European banks may face same capital threshold as U.S.

Bankinter SA is among the lenders with the lowest capital ratios in the region. Photographer: Xabier Mikel Laburu/Bloomberg

Banks may be required to have a Tier 1 capital ratio of at least 6 percent under stress tests being prepared by European regulators, the same threshold U.S. lenders faced last year, according to two people briefed on the talks.

Firms that fail to meet the standard will be required to raise additional capital, said one of the people, who had seen a draft document from the Committee of European Banking Supervisors. Banks need to have a minimum Tier 1 ratio of 4 percent under international capital accords.

The CEBS draft document, dated July 13 and sent to national regulators for review, said countries agreed to use at least the same benchmark as the U.S., according to the person.

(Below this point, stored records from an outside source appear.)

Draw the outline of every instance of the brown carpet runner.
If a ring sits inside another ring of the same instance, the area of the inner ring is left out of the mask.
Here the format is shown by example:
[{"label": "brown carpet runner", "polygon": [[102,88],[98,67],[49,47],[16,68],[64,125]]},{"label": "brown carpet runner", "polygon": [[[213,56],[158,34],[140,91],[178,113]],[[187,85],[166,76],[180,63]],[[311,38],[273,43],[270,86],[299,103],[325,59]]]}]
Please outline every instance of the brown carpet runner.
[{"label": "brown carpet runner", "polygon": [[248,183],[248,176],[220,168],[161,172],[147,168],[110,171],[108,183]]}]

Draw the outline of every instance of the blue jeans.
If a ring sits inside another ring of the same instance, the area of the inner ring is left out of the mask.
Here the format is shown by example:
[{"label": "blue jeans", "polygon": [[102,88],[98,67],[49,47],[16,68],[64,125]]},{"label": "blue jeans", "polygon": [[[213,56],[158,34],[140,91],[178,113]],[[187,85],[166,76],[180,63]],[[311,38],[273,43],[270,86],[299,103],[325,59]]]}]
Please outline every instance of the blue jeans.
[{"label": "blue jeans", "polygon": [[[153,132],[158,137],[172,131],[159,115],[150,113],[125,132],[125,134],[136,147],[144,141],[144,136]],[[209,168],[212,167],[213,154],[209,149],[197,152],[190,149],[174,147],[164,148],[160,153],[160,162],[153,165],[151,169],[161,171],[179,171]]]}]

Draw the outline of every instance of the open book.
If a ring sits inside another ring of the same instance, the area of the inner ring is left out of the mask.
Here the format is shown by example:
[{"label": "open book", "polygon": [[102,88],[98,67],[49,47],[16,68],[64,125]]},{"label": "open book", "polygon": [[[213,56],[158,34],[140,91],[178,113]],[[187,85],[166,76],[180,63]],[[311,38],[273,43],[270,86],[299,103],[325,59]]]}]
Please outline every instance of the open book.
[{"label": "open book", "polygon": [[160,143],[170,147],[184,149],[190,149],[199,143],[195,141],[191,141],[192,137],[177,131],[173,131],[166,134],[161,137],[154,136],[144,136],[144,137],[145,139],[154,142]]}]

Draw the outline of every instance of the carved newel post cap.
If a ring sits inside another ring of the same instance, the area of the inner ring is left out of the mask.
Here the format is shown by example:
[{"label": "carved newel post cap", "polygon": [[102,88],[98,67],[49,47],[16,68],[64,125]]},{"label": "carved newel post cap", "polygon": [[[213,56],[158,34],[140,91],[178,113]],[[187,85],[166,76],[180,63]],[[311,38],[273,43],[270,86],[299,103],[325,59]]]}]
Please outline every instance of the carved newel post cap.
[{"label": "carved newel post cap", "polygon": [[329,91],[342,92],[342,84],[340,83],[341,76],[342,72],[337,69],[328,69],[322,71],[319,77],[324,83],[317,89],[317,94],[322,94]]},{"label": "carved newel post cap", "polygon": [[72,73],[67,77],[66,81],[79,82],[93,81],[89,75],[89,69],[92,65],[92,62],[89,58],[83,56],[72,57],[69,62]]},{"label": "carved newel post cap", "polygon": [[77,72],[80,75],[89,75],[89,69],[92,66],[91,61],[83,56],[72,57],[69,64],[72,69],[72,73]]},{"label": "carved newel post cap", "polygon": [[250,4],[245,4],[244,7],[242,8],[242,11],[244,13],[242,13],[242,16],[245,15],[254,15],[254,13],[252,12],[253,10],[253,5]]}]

European Union regulators are examining the strength of 91 banks to determine if they can survive potential losses on sovereign-bond holdings. They are counting on the tests to reassure investors about the health of financial institutions from Germany’s WestLB AG and Bayerische Landesbank to Spanish savings banks as the debt crisis pummels the bonds of Greece, Spain and Portugal. The results are slated to be released starting at 6 p.m. Brussels time on July 23.

The stress tests assume a 3 percentage point deviation from the European Commission’s economic forecasts over two years and a deterioration of sovereign debt risk as compared to market prices in early May, CEBS said. The EU estimates the region’s economy will grow by 1 percent in 2010 and 1.7 percent in 2011.

Tier 1 Ratio

The Tier 1 capital ratio is a measure of financial strength which compares a bank’s capital to the exposure of its loans and other at-risk assets. It includes hybrid capital instruments such as bonds that convert into equity when certain events occur.

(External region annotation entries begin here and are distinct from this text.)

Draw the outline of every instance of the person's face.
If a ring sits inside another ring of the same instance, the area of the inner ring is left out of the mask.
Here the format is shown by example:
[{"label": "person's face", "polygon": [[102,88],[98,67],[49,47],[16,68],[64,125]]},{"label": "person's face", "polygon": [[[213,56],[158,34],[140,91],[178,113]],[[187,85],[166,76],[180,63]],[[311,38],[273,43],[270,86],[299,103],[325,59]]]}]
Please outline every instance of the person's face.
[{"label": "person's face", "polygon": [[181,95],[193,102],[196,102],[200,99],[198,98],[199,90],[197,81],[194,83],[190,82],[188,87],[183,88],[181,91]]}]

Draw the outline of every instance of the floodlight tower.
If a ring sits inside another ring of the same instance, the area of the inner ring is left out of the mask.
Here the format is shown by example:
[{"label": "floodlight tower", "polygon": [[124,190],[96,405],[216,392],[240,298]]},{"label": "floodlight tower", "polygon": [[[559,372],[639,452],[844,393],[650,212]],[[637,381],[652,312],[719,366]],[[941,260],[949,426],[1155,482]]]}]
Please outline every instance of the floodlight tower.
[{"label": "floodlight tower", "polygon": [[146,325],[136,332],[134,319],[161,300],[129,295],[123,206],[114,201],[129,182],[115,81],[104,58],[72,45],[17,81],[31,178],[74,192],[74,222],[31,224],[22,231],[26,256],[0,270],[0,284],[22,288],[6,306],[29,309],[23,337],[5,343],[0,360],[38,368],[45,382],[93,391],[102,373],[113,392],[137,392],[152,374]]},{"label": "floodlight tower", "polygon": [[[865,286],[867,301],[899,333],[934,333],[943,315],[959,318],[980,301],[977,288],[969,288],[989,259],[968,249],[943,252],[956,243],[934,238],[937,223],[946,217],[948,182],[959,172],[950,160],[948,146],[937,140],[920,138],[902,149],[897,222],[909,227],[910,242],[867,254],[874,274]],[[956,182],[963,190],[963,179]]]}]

Banca Popolare dell’Emilia Romagna, Bankinter SA and Banca Monte dei Paschi di Siena SpA, among the lenders with the lowest capital ratios in the region, still have ratios of more than 7 percent, according to data compiled by Bloomberg from the lenders’ most recent filings.

CEBS coordinates national banking authorities and makes policy recommendations to the EU on regulation. Efstathia Bouli, spokeswoman for the London-based group, declined to comment.